La ville fut toujours très florissante sous les Ptolémées et sous les Romains. Elle ne dégénéra point sous les Arabes ; les Mameluks et les Turcs, qui la conquirent tour à tour avec le reste de l’Égypte, ne la laissèrent point dépérir. Les Turcs même lui conservèrent un reste de grandeur ; elle ne tomba que lorsque le passage du cap de Bonne-Espérance ouvrit à l’Europe le chemin de l’Inde, et changea le commerce du monde, qu’Alexandre avait changé, et qui avait changé plusieurs fois avant Alexandre.

Ce qui est à remarquer dans les Alexandrins sous toutes les dominations, c’est leur industrie jointe à la légèreté, leur amour des nouveautés avec l’application au commerce et à tous les travaux qui le font fleurir, leur esprit contentieux et querelleur avec peu de courage, leur superstition, leur débauche ; tout cela n’a jamais changé.

La ville fut peuplée d’Égyptiens, de Grecs et de Juifs, qui tous, de pauvres qu’ils étaient auparavant, devinrent riches par le commerce.
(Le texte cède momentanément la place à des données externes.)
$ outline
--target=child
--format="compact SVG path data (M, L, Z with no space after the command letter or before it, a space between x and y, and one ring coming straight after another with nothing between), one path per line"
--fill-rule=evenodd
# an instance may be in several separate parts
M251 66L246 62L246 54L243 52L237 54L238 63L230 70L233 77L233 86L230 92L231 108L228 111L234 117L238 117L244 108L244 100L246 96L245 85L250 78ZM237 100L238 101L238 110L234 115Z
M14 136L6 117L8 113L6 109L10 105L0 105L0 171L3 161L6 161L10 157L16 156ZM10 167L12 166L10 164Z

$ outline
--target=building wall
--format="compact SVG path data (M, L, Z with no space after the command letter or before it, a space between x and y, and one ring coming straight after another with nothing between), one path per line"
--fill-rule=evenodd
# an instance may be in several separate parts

L’opulence y introduisit les beaux-arts, le goût de la littérature, et par conséquent celui de la dispute.

Les Juifs y bâtirent un temple magnifique, ainsi qu’ils en avaient un autre à Bubaste ; ils y traduisirent leurs livres en grec, qui était devenu la langue du pays. Les chrétiens y eurent de grandes écoles. Les animosités furent si vives entre les Égyptiens naturels, les Grecs, les Juifs et les chrétiens, qu’ils s’accusaient continuellement les uns les autres auprès du gouverneur ; et ces querelles n’étaient pas son moindre revenu. Les séditions même furent fréquentes et sanglantes. Il y en eut une sous l’empire de Caligula, dans laquelle les Juifs, qui exagèrent tout, prétendent que la jalousie de religion et de commerce leur coûta cinquante mille hommes, que les Alexandrins égorgèrent.
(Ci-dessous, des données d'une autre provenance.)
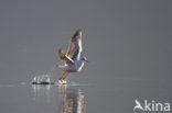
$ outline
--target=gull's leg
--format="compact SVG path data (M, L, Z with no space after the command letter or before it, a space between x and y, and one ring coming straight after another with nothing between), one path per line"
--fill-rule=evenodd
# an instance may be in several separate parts
M66 71L58 78L58 80L62 80L65 75L66 75Z
M65 79L66 79L66 77L68 76L68 74L69 74L69 72L67 72L67 74L66 74L66 76L64 76L62 79L63 79L63 80L65 80Z

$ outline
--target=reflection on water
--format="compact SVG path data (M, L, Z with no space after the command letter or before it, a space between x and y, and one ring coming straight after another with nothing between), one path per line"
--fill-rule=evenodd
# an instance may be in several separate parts
M51 102L51 84L41 86L41 84L32 84L32 90L34 93L33 100L40 101L44 100L47 103Z
M85 109L83 91L76 86L32 84L32 90L34 103L51 104L57 113L83 113Z
M83 113L84 94L79 89L67 88L66 84L58 86L60 113Z

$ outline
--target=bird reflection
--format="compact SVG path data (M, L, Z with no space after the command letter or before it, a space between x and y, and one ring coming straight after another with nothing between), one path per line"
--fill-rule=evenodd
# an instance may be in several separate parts
M36 101L46 101L47 103L51 102L51 95L52 95L52 89L51 86L40 86L40 84L32 84L32 90L33 90L33 100Z
M58 87L60 113L83 113L84 94L79 89L67 88L66 84Z

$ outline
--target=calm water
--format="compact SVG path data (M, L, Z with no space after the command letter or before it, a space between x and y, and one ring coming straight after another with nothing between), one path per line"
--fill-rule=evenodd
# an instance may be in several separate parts
M133 113L135 100L172 104L171 0L0 0L0 113ZM32 86L62 70L83 30L89 60L68 86ZM140 111L137 111L139 113Z
M172 102L172 84L118 78L109 83L0 86L2 113L132 113L135 100Z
Le christianisme, que les Pantène, les Origène, les Clément, avaient établi, et qu’ils avaient fait admirer par leurs mœurs, y dégénéra au point qu’il ne fut plus qu’un esprit de parti. Les chrétiens prirent les mœurs des Égyptiens. L’avidité du gain l’emporta sur la religion, et tous les habitants, divisés entre eux, n’étaient d’accord que dans l’amour de l’argent.